What to inspect in result:

  • result["status"]: feasible, infeasible, or not_solved.

  • result["solve_status"]: raw backend status.

  • result["rho"]: fixed contraction parameter (1.0 in this setup).

  • result["certificate"]: Lyapunov certificate matrices/scalars.

In this setup, feasibility certifies that

\[\bigl(\|\bx^{k+1}-\bx^k\|^2\bigr)_{k\in\naturals}\]

is summable, and therefore,

\[\|\bx^{k+1}-\bx^k\|^2 \to 0 \quad \textup{ as } \quad k\to\infty.\]

Sweeping over multiple values of \(\tau=\sigma\in(1,2)\) and \(\theta\in(0,3/2)\) for several \((h,\alpha)\) settings gives the layered region plot below.

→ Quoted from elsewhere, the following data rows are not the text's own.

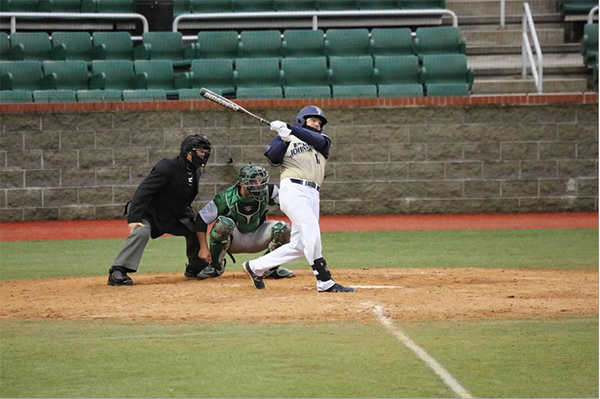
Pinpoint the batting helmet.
[296,105,327,129]
[238,163,269,202]
[180,134,210,167]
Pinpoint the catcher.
[188,163,296,279]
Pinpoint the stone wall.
[0,97,598,221]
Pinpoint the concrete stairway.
[445,0,591,94]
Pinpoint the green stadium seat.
[421,54,475,97]
[133,60,178,95]
[581,24,598,68]
[123,90,167,101]
[90,60,145,90]
[375,55,423,97]
[317,0,358,11]
[133,32,196,67]
[234,58,283,98]
[233,0,275,12]
[415,26,467,57]
[92,32,133,61]
[52,32,103,62]
[42,61,89,91]
[0,90,33,104]
[196,31,240,59]
[77,90,123,103]
[33,90,77,103]
[191,0,233,13]
[239,30,281,58]
[358,0,400,10]
[325,29,370,57]
[0,61,49,91]
[371,28,415,55]
[10,32,60,61]
[281,57,331,98]
[275,0,317,11]
[399,0,446,10]
[183,59,235,95]
[329,56,377,98]
[282,29,325,57]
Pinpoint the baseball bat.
[200,87,271,125]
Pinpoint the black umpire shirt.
[127,156,202,238]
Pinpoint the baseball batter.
[243,105,354,292]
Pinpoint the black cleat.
[242,262,265,290]
[319,283,355,292]
[108,266,133,285]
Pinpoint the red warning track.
[0,212,598,241]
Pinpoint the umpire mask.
[180,134,210,168]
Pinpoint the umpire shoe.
[319,283,355,292]
[108,266,133,285]
[242,262,265,290]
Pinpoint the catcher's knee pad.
[269,222,292,251]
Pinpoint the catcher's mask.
[180,134,210,168]
[238,163,269,202]
[296,105,327,131]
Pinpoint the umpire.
[108,134,210,285]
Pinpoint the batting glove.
[271,121,287,132]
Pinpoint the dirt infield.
[0,213,598,322]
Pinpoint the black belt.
[290,179,321,191]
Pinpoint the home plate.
[351,285,406,290]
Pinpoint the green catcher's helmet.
[238,163,269,201]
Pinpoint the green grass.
[0,229,598,280]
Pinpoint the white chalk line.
[365,302,473,398]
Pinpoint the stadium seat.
[133,60,178,95]
[275,0,317,11]
[133,32,196,67]
[90,60,144,90]
[92,32,133,61]
[317,0,358,11]
[77,90,123,103]
[581,24,598,68]
[233,0,275,12]
[399,0,446,10]
[329,56,377,98]
[375,55,423,97]
[282,29,325,57]
[0,32,23,61]
[239,30,281,58]
[42,61,89,91]
[0,61,49,91]
[33,90,77,103]
[123,90,167,101]
[183,59,235,98]
[281,57,331,98]
[10,32,60,61]
[234,58,283,98]
[371,28,415,55]
[421,54,474,97]
[52,32,98,62]
[415,26,467,57]
[196,31,240,60]
[0,90,33,104]
[325,29,370,57]
[358,0,400,10]
[191,0,233,13]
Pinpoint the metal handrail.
[0,12,149,33]
[521,3,544,94]
[173,10,458,32]
[588,6,598,24]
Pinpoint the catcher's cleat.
[263,266,296,279]
[242,262,265,290]
[319,283,355,292]
[108,266,133,285]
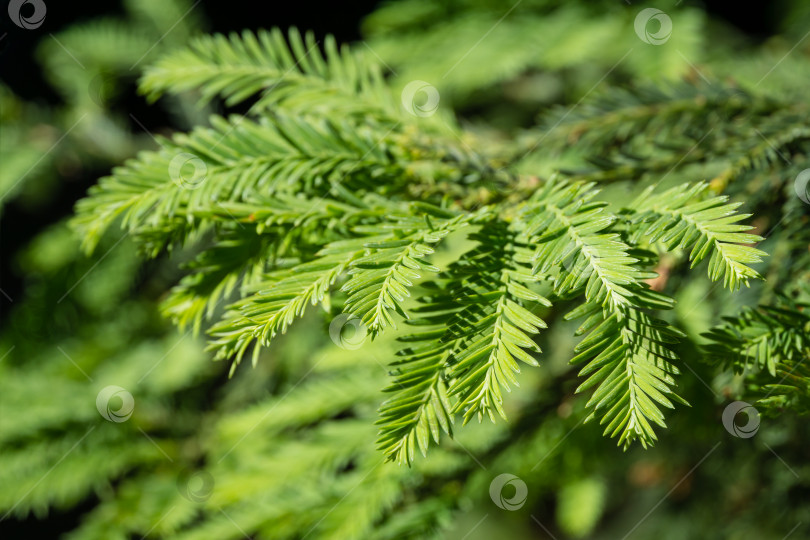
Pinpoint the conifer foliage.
[74,30,765,463]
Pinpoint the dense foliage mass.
[0,0,810,538]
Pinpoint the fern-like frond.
[566,304,687,448]
[630,183,766,290]
[140,28,400,116]
[378,220,551,463]
[209,250,360,373]
[342,205,470,335]
[73,115,403,253]
[703,297,810,412]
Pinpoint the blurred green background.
[0,0,810,540]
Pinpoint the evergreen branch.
[341,205,471,335]
[566,303,687,449]
[140,28,401,117]
[378,220,550,463]
[209,251,360,373]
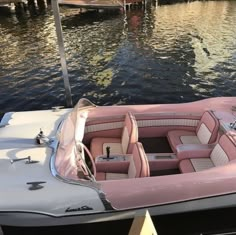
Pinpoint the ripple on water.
[0,1,236,112]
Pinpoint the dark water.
[0,1,236,112]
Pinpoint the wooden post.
[129,211,157,235]
[51,0,72,107]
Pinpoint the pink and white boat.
[0,97,236,233]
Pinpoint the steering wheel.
[76,142,96,180]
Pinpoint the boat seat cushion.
[90,112,138,158]
[167,130,199,152]
[96,172,129,181]
[179,134,236,173]
[167,111,219,153]
[96,142,150,181]
[91,138,123,157]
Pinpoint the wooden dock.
[58,0,124,9]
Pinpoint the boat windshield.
[54,99,96,180]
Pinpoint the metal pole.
[51,0,73,107]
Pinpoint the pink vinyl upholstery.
[167,111,219,153]
[179,134,236,173]
[90,112,138,159]
[96,142,150,180]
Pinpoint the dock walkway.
[58,0,124,9]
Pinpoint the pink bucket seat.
[96,142,150,180]
[90,112,138,159]
[167,111,219,153]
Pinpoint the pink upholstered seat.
[90,112,138,159]
[167,111,219,153]
[178,135,236,173]
[96,142,150,180]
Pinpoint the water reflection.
[0,1,236,111]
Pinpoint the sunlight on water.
[0,1,236,112]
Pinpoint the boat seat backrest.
[179,134,236,173]
[196,111,219,144]
[121,112,138,153]
[128,142,150,178]
[96,142,150,181]
[210,135,236,166]
[90,112,138,159]
[167,111,220,153]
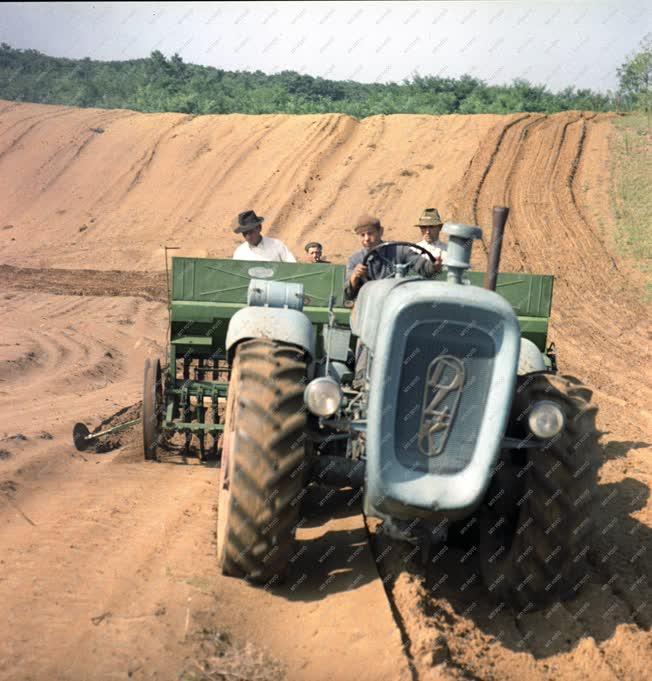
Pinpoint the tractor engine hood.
[356,279,520,519]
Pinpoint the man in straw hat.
[233,210,296,262]
[415,208,447,265]
[344,215,441,299]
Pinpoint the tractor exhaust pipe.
[484,206,509,291]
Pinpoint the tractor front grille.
[394,320,495,475]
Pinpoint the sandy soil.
[0,102,652,681]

Feasible regions for Chambolle--Pock fixed-point residual summability in the (tau=sigma, theta) plane for several (h, alpha) settings.

References

[CP11]

Antonin Chambolle and Thomas Pock. A first-order primal-dual algorithm for convex problems with applications to imaging. Journal of Mathematical Imaging and Vision, 40(1):120–145, 2011. doi:10.1007/s10851-010-0251-1.